Despite proposed spending cuts, 2011 deficit still exists
Business owners will be given an opportunity next week to tell city leaders what services they want from the city, what tax increases they want or don’t want, and what the city needs to do to restructure the corporate side of city government.
One of the city’s nine community budget meetings has been set aside for them, and it takes place Dec. 1 from 3:30-5 p.m. in the Yankee Clipper Library at 2025 Leonard St. NE. City Manager Greg Sundstrom has said he is counting on the business community to help lead the city out of its darkest time in recent history, as a $27.4 million deficit plagues the 2011 general operating fund that will go into effect July 1.
The job losses, revenue enhancements and department reductions that Sundstrom revealed Nov. 10 will eliminate much of next year’s shortfall — roughly $16 million worth. But that still leaves about an $11 million gap. And as Sundstrom and most business owners know, a budget deficit is a moving target that can change on a monthly basis.
While the business crowd will have its turn next week, city commissioners will be asked to reconstruct the revenue side of the general fund soon. Sundstrom wants commissioners to lower the personal exemption on the city income tax return from $750 to $600. He estimated the reduction would give the fund an additional $400,000 each year, and that it would raise taxes for a resident by $1.95 and for a nonresident who works in the city by 98 cents for each exemption taken.
Sundstrom also said he wants to sell the Government Center parking ramp below Calder Plaza to Parking Services, the city’s parking system. He estimated the general fund would receive another $1 million per year from the sale.
Although the details of the sale hadn’t been put together when the Business Journal spoke with Parking Services Director Pam Ritsema, she said she thought the asking price would be about $20 million and that her department would likely pay the city $2 million a year for 10 years.
“We would have a debt payment for 10 years. We’ve got a lot of projects coming up, so it’s going to be tight for a few years,” said Ritsema.
One of the department’s projects is a $10 million ramp that is set to open in mid-January as part of the Thirty-Eight development being built by Locus Development at Commerce Avenue and Weston Street SE. Another new ramp is part of the Gallery on Fulton project at Division Avenue and Fulton Street, which should open late next year.
In 2011, Parking Services is expected to have bond payments of $1.1 million and a capital outlay of $635,000. Those figures don’t include the expected debt the department will be servicing for the Government Center ramp. Ritsema said told parking commissioners that she wants to have the sale’s details for them to review in a few weeks.

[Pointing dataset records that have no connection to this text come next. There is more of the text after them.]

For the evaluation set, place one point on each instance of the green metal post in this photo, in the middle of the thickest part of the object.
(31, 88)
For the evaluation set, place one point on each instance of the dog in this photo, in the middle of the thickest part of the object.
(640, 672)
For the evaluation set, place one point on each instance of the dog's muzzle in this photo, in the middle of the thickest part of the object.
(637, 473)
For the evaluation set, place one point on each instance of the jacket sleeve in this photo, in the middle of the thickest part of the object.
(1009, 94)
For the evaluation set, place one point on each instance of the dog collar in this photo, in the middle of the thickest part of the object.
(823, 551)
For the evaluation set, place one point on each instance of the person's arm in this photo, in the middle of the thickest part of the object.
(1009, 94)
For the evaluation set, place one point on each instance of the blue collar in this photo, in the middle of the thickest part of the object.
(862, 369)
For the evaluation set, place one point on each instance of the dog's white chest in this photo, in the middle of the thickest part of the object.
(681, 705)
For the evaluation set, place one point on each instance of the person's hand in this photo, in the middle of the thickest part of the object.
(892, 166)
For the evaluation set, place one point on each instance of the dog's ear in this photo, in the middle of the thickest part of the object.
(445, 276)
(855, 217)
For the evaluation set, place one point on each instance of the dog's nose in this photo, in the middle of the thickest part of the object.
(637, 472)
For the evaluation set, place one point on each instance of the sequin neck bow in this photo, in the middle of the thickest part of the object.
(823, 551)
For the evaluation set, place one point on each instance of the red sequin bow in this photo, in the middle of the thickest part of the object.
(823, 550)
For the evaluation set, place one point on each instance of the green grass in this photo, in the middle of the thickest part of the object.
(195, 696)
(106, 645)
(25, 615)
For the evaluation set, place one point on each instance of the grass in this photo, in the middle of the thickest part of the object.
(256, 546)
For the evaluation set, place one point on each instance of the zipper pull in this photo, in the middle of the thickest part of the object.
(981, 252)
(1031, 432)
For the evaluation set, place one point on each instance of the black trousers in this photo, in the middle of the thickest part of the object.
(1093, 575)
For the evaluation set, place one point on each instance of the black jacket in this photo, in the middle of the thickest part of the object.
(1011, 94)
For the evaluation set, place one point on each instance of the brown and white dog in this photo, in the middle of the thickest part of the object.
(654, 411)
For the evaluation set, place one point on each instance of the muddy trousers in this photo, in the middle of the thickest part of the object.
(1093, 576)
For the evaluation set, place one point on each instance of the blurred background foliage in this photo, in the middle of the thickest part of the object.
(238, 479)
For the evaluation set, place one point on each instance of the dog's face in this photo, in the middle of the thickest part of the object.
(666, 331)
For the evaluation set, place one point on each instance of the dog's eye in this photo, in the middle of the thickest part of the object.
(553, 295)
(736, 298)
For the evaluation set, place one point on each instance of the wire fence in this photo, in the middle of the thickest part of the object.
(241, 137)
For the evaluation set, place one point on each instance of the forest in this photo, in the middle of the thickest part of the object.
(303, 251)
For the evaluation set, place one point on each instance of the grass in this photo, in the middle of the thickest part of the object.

All the revenue from the Government Center ramp has gone to the general fund; the city collected $1.86 million from that facility last year. Parking Services spent $672,963 last year to operate and maintain the ramp. Based on those figures, the ramp generated a surplus of nearly $1.2 million in 2008, or about $800,000 short of covering the expected annual debt service that Parking Services will carry from the sale for 10 years.

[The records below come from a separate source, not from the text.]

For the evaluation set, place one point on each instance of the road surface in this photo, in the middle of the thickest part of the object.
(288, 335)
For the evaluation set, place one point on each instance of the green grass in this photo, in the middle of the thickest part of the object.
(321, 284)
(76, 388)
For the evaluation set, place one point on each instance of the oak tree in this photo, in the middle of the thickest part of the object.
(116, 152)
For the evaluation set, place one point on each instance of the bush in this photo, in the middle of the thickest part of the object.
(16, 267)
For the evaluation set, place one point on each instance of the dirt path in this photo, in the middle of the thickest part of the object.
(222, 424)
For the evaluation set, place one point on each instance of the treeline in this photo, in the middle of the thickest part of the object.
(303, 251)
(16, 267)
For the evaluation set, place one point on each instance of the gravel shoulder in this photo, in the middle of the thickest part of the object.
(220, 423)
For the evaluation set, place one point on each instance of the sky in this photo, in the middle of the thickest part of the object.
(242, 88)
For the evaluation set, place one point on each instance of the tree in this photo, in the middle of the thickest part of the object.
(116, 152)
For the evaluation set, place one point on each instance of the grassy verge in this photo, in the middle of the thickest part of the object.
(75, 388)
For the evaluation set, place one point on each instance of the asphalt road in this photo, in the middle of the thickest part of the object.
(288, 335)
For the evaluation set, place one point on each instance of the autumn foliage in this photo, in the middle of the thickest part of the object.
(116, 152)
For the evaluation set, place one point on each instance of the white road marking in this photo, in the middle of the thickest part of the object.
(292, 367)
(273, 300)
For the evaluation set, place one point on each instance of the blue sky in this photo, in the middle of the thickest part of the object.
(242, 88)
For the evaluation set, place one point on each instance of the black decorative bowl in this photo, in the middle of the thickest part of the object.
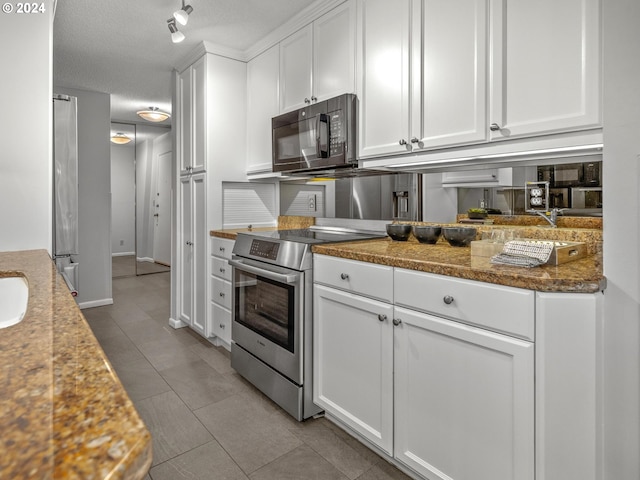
(459, 236)
(398, 231)
(427, 233)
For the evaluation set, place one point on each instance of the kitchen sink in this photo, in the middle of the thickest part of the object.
(14, 296)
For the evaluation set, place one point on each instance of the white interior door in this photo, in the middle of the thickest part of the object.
(162, 211)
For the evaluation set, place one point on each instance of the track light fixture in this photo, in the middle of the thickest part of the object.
(176, 35)
(182, 15)
(120, 139)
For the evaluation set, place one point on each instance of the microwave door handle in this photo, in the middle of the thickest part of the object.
(278, 277)
(323, 135)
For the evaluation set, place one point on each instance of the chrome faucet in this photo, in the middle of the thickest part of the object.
(551, 216)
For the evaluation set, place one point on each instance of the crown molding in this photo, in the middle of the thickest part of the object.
(302, 19)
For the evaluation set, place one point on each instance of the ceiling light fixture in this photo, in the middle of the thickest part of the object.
(120, 139)
(153, 115)
(176, 35)
(182, 15)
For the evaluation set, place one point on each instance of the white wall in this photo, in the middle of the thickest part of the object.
(621, 180)
(123, 201)
(26, 124)
(94, 197)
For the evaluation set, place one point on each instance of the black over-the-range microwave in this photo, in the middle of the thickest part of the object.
(319, 136)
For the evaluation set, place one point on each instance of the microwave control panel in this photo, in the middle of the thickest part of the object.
(336, 134)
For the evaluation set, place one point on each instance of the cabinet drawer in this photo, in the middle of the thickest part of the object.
(222, 247)
(221, 292)
(502, 309)
(369, 279)
(220, 268)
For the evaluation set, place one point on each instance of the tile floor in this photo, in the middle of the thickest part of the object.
(206, 421)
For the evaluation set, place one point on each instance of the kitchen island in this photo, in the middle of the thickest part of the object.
(63, 411)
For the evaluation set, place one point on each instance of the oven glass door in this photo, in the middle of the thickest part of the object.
(266, 307)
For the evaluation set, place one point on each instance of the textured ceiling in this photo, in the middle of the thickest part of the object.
(124, 48)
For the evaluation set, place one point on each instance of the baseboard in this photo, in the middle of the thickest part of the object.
(96, 303)
(177, 323)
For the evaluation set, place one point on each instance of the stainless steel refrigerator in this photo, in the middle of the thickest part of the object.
(65, 189)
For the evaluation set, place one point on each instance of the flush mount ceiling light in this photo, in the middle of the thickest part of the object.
(182, 15)
(120, 139)
(176, 35)
(153, 114)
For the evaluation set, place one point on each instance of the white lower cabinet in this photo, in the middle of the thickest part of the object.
(353, 362)
(219, 321)
(464, 400)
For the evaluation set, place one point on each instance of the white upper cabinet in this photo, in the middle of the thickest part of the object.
(383, 78)
(192, 118)
(546, 67)
(449, 73)
(435, 74)
(262, 106)
(318, 61)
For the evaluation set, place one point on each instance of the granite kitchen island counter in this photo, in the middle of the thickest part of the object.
(63, 411)
(580, 276)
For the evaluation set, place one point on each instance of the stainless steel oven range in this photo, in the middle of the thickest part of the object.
(272, 312)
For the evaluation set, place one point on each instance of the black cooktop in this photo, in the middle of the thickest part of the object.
(315, 236)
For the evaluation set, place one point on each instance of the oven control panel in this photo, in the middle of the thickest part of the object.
(264, 249)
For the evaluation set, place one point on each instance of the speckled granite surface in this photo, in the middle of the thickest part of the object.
(63, 411)
(580, 276)
(531, 220)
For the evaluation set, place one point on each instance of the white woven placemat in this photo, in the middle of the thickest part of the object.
(523, 253)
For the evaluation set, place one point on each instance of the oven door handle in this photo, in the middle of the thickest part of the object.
(278, 277)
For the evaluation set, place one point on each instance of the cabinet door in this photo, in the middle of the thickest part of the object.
(464, 400)
(353, 362)
(295, 69)
(185, 252)
(262, 106)
(546, 66)
(184, 120)
(334, 52)
(449, 68)
(199, 247)
(199, 106)
(383, 76)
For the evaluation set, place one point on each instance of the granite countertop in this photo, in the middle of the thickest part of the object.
(63, 411)
(580, 276)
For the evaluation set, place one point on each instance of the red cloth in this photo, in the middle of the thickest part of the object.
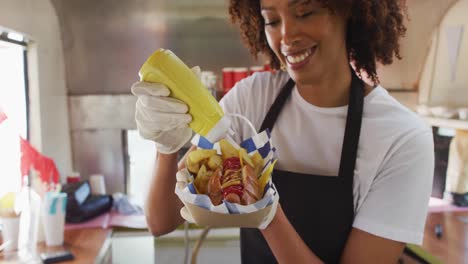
(45, 166)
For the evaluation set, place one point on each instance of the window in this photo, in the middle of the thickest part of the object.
(141, 155)
(13, 102)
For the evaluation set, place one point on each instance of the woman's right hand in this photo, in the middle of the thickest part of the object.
(161, 118)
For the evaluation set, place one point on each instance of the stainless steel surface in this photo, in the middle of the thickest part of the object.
(100, 151)
(102, 112)
(106, 41)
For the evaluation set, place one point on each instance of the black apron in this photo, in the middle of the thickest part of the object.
(319, 207)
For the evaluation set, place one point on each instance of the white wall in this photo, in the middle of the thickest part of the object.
(424, 17)
(48, 95)
(440, 87)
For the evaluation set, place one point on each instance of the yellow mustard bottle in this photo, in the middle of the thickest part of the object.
(208, 118)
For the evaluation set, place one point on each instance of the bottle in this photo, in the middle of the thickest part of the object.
(208, 118)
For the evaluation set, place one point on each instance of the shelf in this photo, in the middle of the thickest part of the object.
(447, 123)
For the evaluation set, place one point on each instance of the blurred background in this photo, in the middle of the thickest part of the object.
(66, 68)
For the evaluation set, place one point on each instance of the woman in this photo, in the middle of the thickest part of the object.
(354, 170)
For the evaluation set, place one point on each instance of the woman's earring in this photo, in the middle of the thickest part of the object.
(283, 67)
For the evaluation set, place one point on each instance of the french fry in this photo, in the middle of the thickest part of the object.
(192, 166)
(215, 162)
(198, 155)
(266, 176)
(258, 163)
(227, 150)
(244, 158)
(201, 180)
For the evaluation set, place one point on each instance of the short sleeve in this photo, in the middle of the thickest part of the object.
(397, 203)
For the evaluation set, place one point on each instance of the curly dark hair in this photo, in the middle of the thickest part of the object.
(373, 31)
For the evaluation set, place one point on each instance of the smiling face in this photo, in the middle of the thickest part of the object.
(306, 37)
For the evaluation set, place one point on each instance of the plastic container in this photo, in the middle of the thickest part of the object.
(208, 119)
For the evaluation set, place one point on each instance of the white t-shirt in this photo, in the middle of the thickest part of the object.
(395, 159)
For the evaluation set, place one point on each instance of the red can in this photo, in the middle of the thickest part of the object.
(240, 73)
(73, 177)
(228, 79)
(255, 69)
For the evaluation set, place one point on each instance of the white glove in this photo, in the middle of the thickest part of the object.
(161, 118)
(183, 176)
(268, 218)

The Government Center ramp isn’t completely paid for either; about 3.5 years worth of debt service remains on the structure.

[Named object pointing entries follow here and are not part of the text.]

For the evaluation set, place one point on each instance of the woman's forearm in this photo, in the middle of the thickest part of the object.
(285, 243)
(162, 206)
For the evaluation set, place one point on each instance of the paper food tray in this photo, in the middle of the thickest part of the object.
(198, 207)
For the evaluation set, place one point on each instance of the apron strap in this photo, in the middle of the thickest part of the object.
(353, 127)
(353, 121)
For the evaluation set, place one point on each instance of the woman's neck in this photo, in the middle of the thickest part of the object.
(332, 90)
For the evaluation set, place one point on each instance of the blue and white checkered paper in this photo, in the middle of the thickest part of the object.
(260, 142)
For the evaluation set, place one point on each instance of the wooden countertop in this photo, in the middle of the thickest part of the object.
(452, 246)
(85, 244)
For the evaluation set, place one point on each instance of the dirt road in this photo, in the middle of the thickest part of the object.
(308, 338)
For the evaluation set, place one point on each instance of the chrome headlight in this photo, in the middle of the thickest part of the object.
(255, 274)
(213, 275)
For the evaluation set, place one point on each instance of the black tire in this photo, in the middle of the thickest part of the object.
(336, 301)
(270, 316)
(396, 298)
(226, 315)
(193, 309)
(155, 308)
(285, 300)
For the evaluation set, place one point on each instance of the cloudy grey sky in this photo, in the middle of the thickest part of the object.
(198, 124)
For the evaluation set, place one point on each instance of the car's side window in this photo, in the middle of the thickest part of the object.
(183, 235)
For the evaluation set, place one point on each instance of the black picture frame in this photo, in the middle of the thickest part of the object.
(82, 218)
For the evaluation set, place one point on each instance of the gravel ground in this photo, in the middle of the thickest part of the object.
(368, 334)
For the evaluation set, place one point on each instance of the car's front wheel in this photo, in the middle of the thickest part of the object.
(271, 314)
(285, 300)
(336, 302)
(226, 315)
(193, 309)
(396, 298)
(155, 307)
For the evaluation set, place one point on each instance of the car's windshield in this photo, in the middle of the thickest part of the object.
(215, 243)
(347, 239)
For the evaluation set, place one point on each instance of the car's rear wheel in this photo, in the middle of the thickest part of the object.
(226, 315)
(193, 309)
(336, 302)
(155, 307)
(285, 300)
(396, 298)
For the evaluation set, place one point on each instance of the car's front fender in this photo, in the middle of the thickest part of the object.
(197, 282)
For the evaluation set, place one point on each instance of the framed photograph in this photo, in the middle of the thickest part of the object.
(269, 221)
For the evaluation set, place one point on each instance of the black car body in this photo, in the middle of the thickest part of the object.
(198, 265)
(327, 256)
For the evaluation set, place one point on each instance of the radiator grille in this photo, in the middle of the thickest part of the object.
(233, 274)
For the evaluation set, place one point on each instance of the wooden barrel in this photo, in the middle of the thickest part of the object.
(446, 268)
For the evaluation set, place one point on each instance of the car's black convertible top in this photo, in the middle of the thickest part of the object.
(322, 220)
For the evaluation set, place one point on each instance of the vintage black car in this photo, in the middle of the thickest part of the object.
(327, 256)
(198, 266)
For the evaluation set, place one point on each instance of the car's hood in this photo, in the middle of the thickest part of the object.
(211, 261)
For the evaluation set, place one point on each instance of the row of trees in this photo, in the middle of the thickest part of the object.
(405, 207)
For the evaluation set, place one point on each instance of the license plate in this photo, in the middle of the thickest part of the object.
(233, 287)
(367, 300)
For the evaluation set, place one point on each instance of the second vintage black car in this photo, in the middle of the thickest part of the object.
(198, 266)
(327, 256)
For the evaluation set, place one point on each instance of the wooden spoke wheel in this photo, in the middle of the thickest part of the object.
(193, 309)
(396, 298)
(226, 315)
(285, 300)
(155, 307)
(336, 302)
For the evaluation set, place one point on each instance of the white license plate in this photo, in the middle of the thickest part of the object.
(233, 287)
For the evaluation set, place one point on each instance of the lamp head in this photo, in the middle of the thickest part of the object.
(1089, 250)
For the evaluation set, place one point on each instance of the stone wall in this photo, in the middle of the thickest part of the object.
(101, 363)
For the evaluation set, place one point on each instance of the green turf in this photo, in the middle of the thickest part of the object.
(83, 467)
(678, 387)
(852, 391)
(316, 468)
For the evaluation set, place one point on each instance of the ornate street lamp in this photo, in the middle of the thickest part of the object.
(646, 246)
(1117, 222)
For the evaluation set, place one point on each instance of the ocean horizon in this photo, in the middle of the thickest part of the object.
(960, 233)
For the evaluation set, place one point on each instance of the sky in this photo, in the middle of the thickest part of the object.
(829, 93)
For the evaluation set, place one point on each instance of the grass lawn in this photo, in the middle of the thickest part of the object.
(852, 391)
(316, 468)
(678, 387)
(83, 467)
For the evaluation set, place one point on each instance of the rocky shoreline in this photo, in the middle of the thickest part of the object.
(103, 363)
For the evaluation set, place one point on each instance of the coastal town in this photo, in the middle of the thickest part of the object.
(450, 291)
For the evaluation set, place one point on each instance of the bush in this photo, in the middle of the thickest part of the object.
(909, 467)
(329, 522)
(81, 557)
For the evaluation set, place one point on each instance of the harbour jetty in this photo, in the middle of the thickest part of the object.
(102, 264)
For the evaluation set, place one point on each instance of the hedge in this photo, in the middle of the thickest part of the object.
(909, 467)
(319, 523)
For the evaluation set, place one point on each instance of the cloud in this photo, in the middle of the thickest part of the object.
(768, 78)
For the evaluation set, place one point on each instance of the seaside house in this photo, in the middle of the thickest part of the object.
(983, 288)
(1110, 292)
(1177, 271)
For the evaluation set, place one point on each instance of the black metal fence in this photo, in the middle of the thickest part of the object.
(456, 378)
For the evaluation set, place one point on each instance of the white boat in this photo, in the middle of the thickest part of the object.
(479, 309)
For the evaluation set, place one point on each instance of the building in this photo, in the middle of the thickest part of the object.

Of the $16 million in deficit relief that Sundstrom is counting on for 2011, more than $7 million is expected to come from letting 119 employees go Dec. 31, with 113 of those being furloughed paid through the general operating fund. A federal grant saved the jobs of six police officers and dropped the total number to be laid off from 125 to 119.
City CFO Scott Buhrer told the Business Journal that the average cost to the city this year of a general fund employee is $96,159, which includes base pay, benefits, overtime and other premiums like pensions, FICA, and, for some, a uniform allowance. For workers paid through other funds, the per-cost average this year is $82,029.
“The citywide average is $92,430 for the total cost of an employee,” said Buhrer in an e-mail.
Sundstrom first revealed how many employees would be let go and what restructuring efforts he, his staff and city commissioners would take Nov. 6 at the annual meeting of the Downtown Alliance. At that gathering, held in the Amway Grand Plaza Hotel and largely attended by business owners, Sundstrom said he had three goals he wants the city to achieve through the restructuring:
**Instill better customer service among the staff.
**Bust the city’s own bureaucracy to make quicker decisions. “We can’t be held back by the process. We need to be more MacGyver-like,” he said of the former TV action hero, Angus MacGyver.
**Become more transparent. “Then you will become more critical of us,” he said, “and we’ll become better.”